MADISON, Wis. (AP) — Gov. Tony Evers was set to return to the Wisconsin Assembly chamber on Tuesday night to deliver his fourth State of the State speech as his reelection looms in November and the Republican-controlled Legislature nears the end of its session for the year.
Evers, a Democrat, gave his speech virtually last year just before the COVID-19 vaccine was readily available to the public. He'll make this year's address where it has traditionally been made: before lawmakers, members of the state Supreme Court, other elected officials and invited guests.
It comes about a month later than normal and as the Legislature prepares to end its biennial session in three weeks, making it even less likely than usual that Republicans would act on anything Evers calls on them to do.
Evers and the Republican legislators have found little common ground over the past three years. Evers rarely meets with GOP leaders and Republicans are advancing a conservative agenda that they know Evers will veto but that will give them fodder to use on the campaign trail.
In areas where the governor and lawmakers have come together, such as the two state budgets Evers signed into law, they have squabbled over who can take credit. For example, Evers has been touting the $2 billion income tax cut he signed as part of the last budget, even though that was written by Republicans who rejected his calls to raise taxes on the wealthy and corporations.
More than anything, though, the prime-time speech will give Evers a platform to highlight his record and make the case for why he should be reelected in November.
Evers has called on the Legislature to tap into the state's projected $3.8 billion surplus to send every taxpayer a $150 check — a similar move to what Republican Gov. Scott Walker did as he faced reelection in 2018. Republicans supported the idea then, but they don't now. Evers opposed it then but likes it now, arguing that the circumstances are different as the state emerges from the pandemic.
Evers is also campaigning on his record of increasing funding for broadband internet services in rural parts of the state, injecting more money into public schools and paying to fix crumbling roads.
But he's also positioning himself as the last line of defense from Republicans on everything from abortion to running elections.

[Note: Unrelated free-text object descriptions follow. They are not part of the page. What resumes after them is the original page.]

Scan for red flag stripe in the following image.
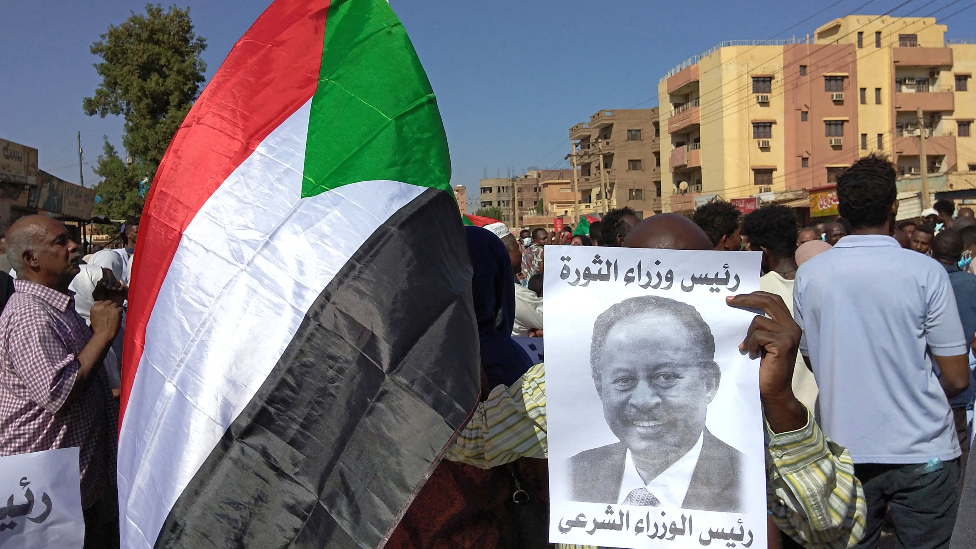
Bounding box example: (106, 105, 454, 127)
(120, 0, 331, 423)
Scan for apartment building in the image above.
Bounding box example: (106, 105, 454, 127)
(453, 185, 467, 215)
(477, 169, 577, 228)
(658, 15, 976, 219)
(569, 108, 662, 217)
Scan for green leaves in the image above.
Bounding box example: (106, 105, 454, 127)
(475, 206, 504, 221)
(90, 139, 145, 219)
(84, 4, 207, 216)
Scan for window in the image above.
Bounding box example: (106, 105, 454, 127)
(628, 159, 643, 171)
(875, 88, 882, 104)
(752, 122, 773, 139)
(970, 164, 976, 171)
(799, 65, 807, 76)
(480, 187, 491, 195)
(482, 201, 493, 207)
(825, 76, 845, 92)
(753, 169, 774, 186)
(801, 111, 808, 122)
(857, 32, 863, 48)
(653, 152, 661, 167)
(628, 188, 643, 200)
(899, 34, 918, 47)
(653, 123, 660, 138)
(496, 186, 508, 193)
(517, 201, 523, 208)
(860, 88, 867, 104)
(825, 121, 845, 136)
(877, 134, 884, 149)
(627, 129, 642, 141)
(960, 121, 972, 137)
(753, 77, 772, 94)
(827, 167, 846, 183)
(875, 31, 882, 47)
(654, 181, 662, 197)
(801, 157, 809, 168)
(957, 75, 970, 92)
(861, 133, 868, 150)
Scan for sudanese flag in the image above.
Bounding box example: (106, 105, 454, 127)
(117, 1, 480, 547)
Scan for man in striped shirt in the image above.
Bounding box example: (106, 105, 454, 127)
(448, 214, 866, 548)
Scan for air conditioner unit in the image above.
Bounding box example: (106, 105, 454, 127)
(831, 92, 845, 101)
(758, 186, 772, 193)
(756, 94, 770, 104)
(757, 139, 771, 148)
(829, 137, 843, 146)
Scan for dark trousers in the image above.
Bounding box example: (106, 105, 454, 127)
(83, 497, 120, 549)
(853, 459, 960, 549)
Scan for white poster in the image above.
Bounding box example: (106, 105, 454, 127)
(545, 247, 765, 549)
(0, 448, 85, 548)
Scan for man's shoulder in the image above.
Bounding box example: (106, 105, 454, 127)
(569, 442, 627, 466)
(702, 430, 744, 462)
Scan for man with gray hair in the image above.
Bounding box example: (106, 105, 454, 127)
(0, 215, 123, 548)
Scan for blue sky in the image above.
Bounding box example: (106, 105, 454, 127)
(1, 0, 974, 192)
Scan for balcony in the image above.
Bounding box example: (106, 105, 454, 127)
(894, 90, 954, 112)
(686, 143, 701, 168)
(669, 191, 699, 213)
(667, 64, 700, 95)
(590, 110, 615, 128)
(669, 100, 700, 133)
(892, 46, 953, 67)
(569, 122, 590, 140)
(670, 146, 686, 172)
(894, 133, 956, 167)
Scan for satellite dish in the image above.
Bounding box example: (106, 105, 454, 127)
(678, 181, 689, 191)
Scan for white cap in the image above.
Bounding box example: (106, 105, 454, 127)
(921, 208, 939, 218)
(483, 222, 511, 240)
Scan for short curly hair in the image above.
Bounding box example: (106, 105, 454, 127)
(934, 199, 955, 217)
(600, 207, 638, 247)
(837, 153, 897, 230)
(589, 295, 717, 390)
(741, 205, 798, 259)
(693, 201, 741, 247)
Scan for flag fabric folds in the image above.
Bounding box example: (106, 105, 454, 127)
(117, 1, 480, 547)
(572, 214, 601, 236)
(461, 213, 502, 227)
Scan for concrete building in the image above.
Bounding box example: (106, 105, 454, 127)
(477, 169, 577, 228)
(569, 108, 662, 217)
(658, 16, 976, 220)
(453, 185, 467, 215)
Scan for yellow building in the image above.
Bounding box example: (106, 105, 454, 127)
(659, 16, 976, 220)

Evers' Republican opponents are calling for the Wisconsin Elections Commission to be dismantled and for its election duties to be shifted elsewhere. The Legislature is expected to pass a package of Republican election bills that would make it more difficult to vote absentee and make a host of other changes before it adjourns in mid-March.

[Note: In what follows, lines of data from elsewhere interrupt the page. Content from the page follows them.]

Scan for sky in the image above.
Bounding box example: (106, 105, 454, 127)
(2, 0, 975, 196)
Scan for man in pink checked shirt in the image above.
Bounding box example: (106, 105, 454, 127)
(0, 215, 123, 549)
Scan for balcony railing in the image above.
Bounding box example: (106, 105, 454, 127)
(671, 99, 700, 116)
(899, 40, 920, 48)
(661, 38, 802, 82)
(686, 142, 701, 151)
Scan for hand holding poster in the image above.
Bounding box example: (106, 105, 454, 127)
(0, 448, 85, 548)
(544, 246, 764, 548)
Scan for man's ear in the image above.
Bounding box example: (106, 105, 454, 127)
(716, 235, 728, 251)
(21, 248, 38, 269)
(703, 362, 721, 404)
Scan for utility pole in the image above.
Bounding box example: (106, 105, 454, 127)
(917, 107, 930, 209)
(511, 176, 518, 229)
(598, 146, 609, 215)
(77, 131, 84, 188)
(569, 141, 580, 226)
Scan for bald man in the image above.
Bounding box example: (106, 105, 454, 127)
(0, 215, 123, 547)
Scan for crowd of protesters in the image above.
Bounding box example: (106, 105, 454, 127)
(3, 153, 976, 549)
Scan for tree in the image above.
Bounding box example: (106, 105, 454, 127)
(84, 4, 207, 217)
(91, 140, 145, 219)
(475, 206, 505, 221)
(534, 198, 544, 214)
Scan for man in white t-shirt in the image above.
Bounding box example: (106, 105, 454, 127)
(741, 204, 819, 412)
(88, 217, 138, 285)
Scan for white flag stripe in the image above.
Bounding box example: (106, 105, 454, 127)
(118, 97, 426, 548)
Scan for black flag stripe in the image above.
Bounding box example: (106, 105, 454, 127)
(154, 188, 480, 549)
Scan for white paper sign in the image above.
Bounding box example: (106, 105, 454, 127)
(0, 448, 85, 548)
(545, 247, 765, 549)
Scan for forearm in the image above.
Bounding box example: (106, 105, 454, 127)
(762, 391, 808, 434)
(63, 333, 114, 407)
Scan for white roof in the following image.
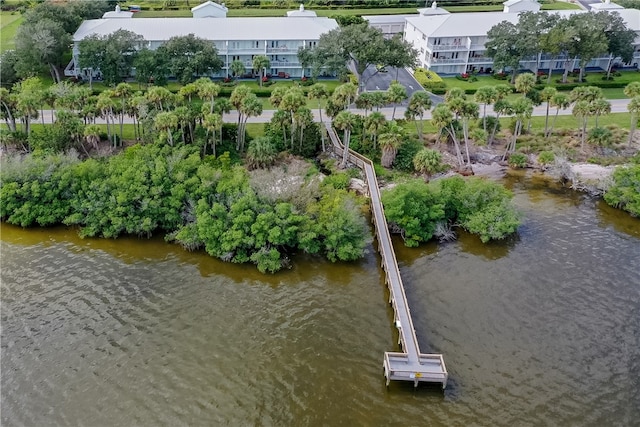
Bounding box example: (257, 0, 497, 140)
(73, 17, 338, 42)
(287, 4, 317, 17)
(191, 1, 228, 13)
(590, 1, 624, 10)
(102, 11, 134, 18)
(503, 0, 537, 6)
(364, 14, 414, 24)
(406, 8, 640, 38)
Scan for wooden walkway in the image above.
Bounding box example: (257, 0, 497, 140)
(325, 124, 448, 389)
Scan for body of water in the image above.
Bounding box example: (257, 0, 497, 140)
(2, 173, 639, 426)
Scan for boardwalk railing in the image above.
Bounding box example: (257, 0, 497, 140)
(325, 123, 448, 389)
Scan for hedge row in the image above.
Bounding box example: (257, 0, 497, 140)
(414, 68, 447, 91)
(430, 80, 630, 96)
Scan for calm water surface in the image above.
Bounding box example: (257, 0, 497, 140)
(2, 173, 639, 426)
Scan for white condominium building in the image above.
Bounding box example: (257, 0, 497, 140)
(68, 1, 338, 79)
(367, 0, 640, 75)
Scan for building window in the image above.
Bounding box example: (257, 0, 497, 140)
(422, 34, 426, 41)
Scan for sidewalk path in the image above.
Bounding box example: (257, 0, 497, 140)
(32, 98, 632, 125)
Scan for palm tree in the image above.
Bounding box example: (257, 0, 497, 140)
(540, 86, 558, 137)
(173, 106, 190, 144)
(246, 136, 278, 169)
(364, 111, 386, 152)
(371, 91, 387, 112)
(379, 120, 404, 168)
(449, 98, 479, 164)
(280, 87, 305, 150)
(308, 83, 328, 151)
(146, 86, 174, 111)
(413, 148, 443, 180)
(230, 85, 251, 130)
(404, 91, 432, 139)
(83, 124, 102, 152)
(332, 83, 357, 110)
(114, 82, 132, 144)
(293, 106, 314, 153)
(239, 93, 262, 152)
(489, 98, 513, 146)
(0, 88, 17, 132)
(252, 55, 270, 87)
(592, 98, 611, 129)
(179, 82, 199, 104)
(548, 93, 570, 137)
(386, 82, 407, 120)
(503, 97, 533, 160)
(230, 60, 245, 80)
(333, 110, 358, 168)
(627, 96, 640, 147)
(203, 112, 223, 156)
(197, 79, 220, 114)
(572, 100, 591, 151)
(515, 73, 536, 98)
(624, 82, 640, 99)
(444, 87, 466, 104)
(96, 90, 116, 145)
(474, 86, 497, 133)
(355, 91, 376, 117)
(269, 86, 288, 110)
(154, 111, 178, 146)
(271, 109, 290, 149)
(432, 104, 464, 167)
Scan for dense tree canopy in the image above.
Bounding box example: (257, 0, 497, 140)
(382, 177, 521, 246)
(157, 34, 224, 85)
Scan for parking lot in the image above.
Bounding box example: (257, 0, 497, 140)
(361, 65, 443, 105)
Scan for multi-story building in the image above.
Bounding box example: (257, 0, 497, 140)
(367, 0, 640, 76)
(67, 1, 338, 80)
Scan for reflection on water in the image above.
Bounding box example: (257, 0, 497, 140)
(2, 176, 639, 426)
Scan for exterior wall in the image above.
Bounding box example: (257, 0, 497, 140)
(404, 21, 640, 76)
(71, 36, 320, 79)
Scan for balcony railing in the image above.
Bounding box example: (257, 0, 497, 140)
(427, 43, 470, 52)
(270, 61, 300, 67)
(266, 46, 301, 53)
(430, 57, 466, 64)
(468, 57, 492, 63)
(228, 47, 265, 53)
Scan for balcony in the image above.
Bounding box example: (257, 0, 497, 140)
(427, 43, 470, 52)
(228, 47, 265, 54)
(266, 46, 301, 53)
(430, 57, 466, 64)
(468, 57, 492, 63)
(270, 61, 300, 67)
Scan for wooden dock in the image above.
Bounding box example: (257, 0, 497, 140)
(325, 123, 448, 389)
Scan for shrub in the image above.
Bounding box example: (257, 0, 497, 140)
(393, 139, 423, 172)
(383, 176, 520, 245)
(587, 127, 614, 148)
(538, 151, 555, 166)
(414, 68, 446, 91)
(246, 136, 278, 169)
(508, 153, 528, 169)
(413, 148, 443, 177)
(604, 163, 640, 217)
(322, 171, 351, 190)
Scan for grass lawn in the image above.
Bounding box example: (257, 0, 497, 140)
(0, 11, 23, 52)
(132, 1, 578, 18)
(440, 71, 640, 99)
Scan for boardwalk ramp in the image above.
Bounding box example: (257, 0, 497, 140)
(325, 123, 448, 389)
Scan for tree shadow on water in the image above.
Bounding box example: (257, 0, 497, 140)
(456, 229, 520, 261)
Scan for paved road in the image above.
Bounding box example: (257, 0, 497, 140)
(33, 98, 632, 125)
(361, 65, 444, 106)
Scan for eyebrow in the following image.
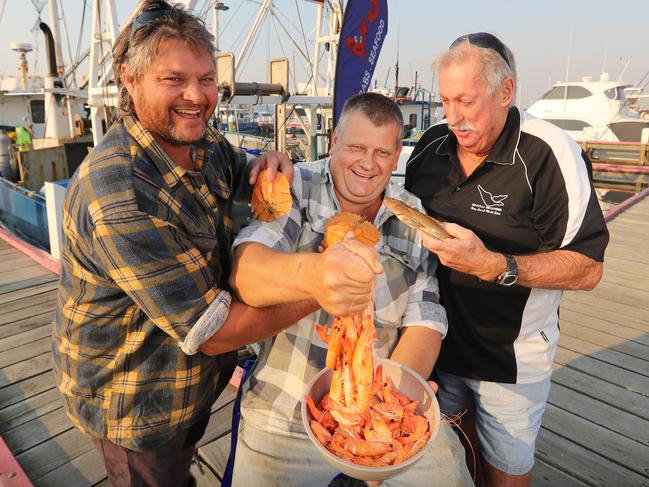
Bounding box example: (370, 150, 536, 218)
(156, 69, 216, 77)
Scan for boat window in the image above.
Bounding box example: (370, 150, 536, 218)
(541, 86, 592, 100)
(544, 119, 592, 131)
(608, 121, 649, 142)
(30, 100, 45, 124)
(604, 87, 625, 100)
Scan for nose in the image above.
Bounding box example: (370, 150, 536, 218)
(445, 102, 460, 126)
(183, 78, 207, 104)
(357, 149, 375, 169)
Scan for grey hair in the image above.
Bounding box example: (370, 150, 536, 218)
(433, 37, 517, 104)
(336, 92, 404, 146)
(112, 1, 215, 118)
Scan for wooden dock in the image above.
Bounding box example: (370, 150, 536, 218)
(1, 195, 648, 486)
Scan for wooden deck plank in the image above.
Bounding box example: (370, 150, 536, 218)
(1, 257, 48, 273)
(0, 294, 58, 326)
(536, 429, 649, 487)
(0, 353, 53, 388)
(14, 425, 96, 481)
(542, 403, 649, 478)
(0, 371, 57, 409)
(532, 460, 591, 487)
(0, 324, 53, 354)
(547, 382, 649, 447)
(198, 434, 230, 481)
(33, 447, 107, 487)
(0, 281, 58, 307)
(550, 366, 649, 420)
(561, 298, 649, 333)
(0, 388, 62, 435)
(554, 347, 649, 396)
(0, 336, 52, 368)
(557, 334, 649, 376)
(0, 268, 56, 287)
(559, 321, 649, 360)
(192, 459, 222, 487)
(0, 274, 58, 297)
(0, 311, 56, 340)
(3, 407, 72, 456)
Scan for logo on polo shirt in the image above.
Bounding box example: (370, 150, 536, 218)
(471, 185, 508, 215)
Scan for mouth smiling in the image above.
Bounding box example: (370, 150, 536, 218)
(174, 107, 202, 119)
(351, 168, 375, 181)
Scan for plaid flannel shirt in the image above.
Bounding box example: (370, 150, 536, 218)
(233, 158, 447, 436)
(52, 115, 247, 451)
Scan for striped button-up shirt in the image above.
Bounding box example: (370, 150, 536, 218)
(52, 115, 246, 450)
(233, 158, 447, 436)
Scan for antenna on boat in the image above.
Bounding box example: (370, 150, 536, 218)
(563, 26, 573, 111)
(394, 23, 400, 96)
(617, 58, 630, 82)
(601, 41, 608, 76)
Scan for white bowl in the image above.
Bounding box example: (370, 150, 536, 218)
(301, 358, 441, 481)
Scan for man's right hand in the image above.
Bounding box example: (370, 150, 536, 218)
(311, 237, 383, 316)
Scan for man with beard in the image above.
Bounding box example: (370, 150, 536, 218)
(52, 2, 374, 486)
(405, 33, 609, 486)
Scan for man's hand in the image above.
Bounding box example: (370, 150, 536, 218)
(422, 223, 504, 282)
(248, 150, 294, 185)
(311, 237, 384, 315)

Republicans were also advancing a wide array of other bills that were nearly certain to meet with an Evers veto, including a Texas-style abortion ban, expanding gun rights and tightening eligibility for Medicaid, food stamps and unemployment programs.
He's also certain to veto a package of Republican bills designed to protect people who choose not to get vaccinated against COVID-19.
When Evers gave the speech virtually last year — a first in Wisconsin history — just over 5,000 people had died in the state from COVID-19. As of Tuesday, the state death toll was more than double that, at over 11,600. But as the omicron wave began to rapidly drop, Evers decided to return to an in-person speech before a Legislature that opposed his efforts to slow the spread of the virus, including his statewide mask mandate.